Más allá del cono de luz, el patio es un conjunto
borroneado. El güembé enorme, crecido, casi roza el costado del cuerpo de
Villar, que fuma sentando en un sillón de mimbre. Oscuro. Yo lo miro desde
adentro, pegado al ventilador. Llamarlo Villar siempre fue una costumbre y una
necesidad. “Viejo”, “papá”, o el ampuloso “padre” sería una exageración inadecuada
para la relación que tenemos. Llegué hace dos horas y ya estoy arrepentido de
gastar el fin de semana largo en una visita que, en el mejor de los casos,
puede terminar en una charla seca de despedida.
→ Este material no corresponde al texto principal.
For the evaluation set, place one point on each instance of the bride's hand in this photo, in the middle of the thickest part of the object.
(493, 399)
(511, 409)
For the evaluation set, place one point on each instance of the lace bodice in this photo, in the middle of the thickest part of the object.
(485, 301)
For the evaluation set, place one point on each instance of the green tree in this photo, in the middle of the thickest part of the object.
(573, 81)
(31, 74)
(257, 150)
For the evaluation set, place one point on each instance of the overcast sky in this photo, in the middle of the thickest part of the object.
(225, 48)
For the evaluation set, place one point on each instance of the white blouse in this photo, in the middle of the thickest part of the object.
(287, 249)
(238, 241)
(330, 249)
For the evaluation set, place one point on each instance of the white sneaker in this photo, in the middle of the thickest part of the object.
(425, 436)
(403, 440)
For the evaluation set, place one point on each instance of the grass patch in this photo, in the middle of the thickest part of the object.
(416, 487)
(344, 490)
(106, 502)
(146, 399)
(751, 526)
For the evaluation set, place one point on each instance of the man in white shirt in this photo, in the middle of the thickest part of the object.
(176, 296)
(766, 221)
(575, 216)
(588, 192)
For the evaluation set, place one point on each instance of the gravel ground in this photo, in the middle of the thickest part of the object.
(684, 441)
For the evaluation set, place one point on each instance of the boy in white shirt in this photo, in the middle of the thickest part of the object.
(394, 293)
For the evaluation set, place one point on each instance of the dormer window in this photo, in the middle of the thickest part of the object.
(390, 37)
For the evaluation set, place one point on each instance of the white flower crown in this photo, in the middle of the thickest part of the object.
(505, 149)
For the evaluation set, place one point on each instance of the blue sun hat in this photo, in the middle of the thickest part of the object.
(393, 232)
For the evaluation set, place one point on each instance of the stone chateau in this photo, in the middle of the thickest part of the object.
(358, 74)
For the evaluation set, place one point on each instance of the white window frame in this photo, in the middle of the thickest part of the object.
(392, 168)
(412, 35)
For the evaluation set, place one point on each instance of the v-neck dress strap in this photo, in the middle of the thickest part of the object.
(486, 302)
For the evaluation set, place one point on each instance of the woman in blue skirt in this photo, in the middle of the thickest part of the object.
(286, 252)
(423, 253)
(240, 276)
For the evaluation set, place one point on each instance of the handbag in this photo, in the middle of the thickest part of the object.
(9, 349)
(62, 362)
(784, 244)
En lo peor, no quiero pensar.
El humo dando vueltas como la aureola de un santo
sobre mi cabeza. El patio cerrado y allá atrás el hijo. La pitada profunda,
enroscada como una víbora en los pulmones.
Tendría ocho o nueve años. Me desperté por el calor,
el mismo que hace hoy, tantos años después. El calor de la provincia no amaina
nunca en verano pero cuando uno es chico se parece más a una aventura, a la
posibilidad de no dormir, de salir a la calle de noche. El calor en la
provincia es la siesta cuando duermen los adultos o la noche con la ventana
abierta. La promesa de salir un rato de la mirada de los adultos. En el garage,
Villar guardaba la chata. Un rastrojero verde comprado con la plata de la jubilación
anticipada por discapacidad. Siempre tuvo buena relación con el gremio y eso
había ayudado en los trámites. Era así siempre, con el calor se me daba por
andar en la casa como un sonámbulo, por el patio, por el garage.
No hay que hablar. Hablar confunde todo. Mejor llegar
al final en silencio. Ya dije lo que tenía que decir toda mi vida. Y lo que
dije a nadie le importa. A nadie. Ni a mi hijo ni a mí.
El ruido intermitente me llamó la atención cuando pasé
por la cocina. Un crujido como de ramas rotas. Entré despacio al garage, con
miedo. Era mi aventura, la que había estado esperando, la que la noche
prometía. La aventura definitiva. El miedo se fue, no tenía lugar, no me
merecía. Pude haber prendido la luz pero no quise. Fui hasta el cajón de la cocina
y manoteé la linterna y un tramontina, por si acaso. El ruido seguía filoso e
interrumpido. Era un golpeteo de manos, un aleteo. Enfoqué la linterna y ahí
estaba: un pájaro muerto sobre la chata. Imposibilitado de volar daba pequeños
saltitos sobre el capot. Las alas rebotaban sobre la chapa como el saludo de un
muerto adentro de un ataúd.
Mejor no. El
final. No. Hablar.
El corazón
acelerado del pájaro entre mis manos. El cuerpo tibio, liso y áspero al mismo
tiempo. La vocación de escape. El poder de impedirlo. Villar prendió la luz a
los gritos. Casi suelto el pájaro del susto. La puteada vino directa, peor que
un sopapo. Qué hacés con ese pájaro de mierda arriba de mi chata, me gritó.
Está lastimado, le dije. Amagó a sacármelo de las manos y le esquivé el
manotazo. Ese pájaro está medio muerto, pelotudo. Después, la invitación dicha
con un tono falsamente paternal, simulando la voz con la que se adiestra a una
cría, a un cachorro. Lo mejor para que no sufra es que lo termines. Yo te
enseño: un corte rápido en el cuello. Me cubrió la mano con la suya -no me
acuerdo de otro momento tan profundo de intimidad con él- y la fue guiando
hasta la cabeza del pájaro. No me di cuenta del corte, solo de la sangre tibia
sobre mi dedo. Y algo acelerado que caía.
***
Sergio Frugoni nació en Tandil en 1973. Es profesor en Letras y Magister en Escritura Creativa. Se dedica a la enseñanza y la investigación en la UNLP y la UNSAM. Coordina talleres de escritura en contextos de encierro. Ha publicado relatos breves y poesías en distintos medios. Es autor de Imaginación y escritura y artículos sobre la enseñanza de la literatura.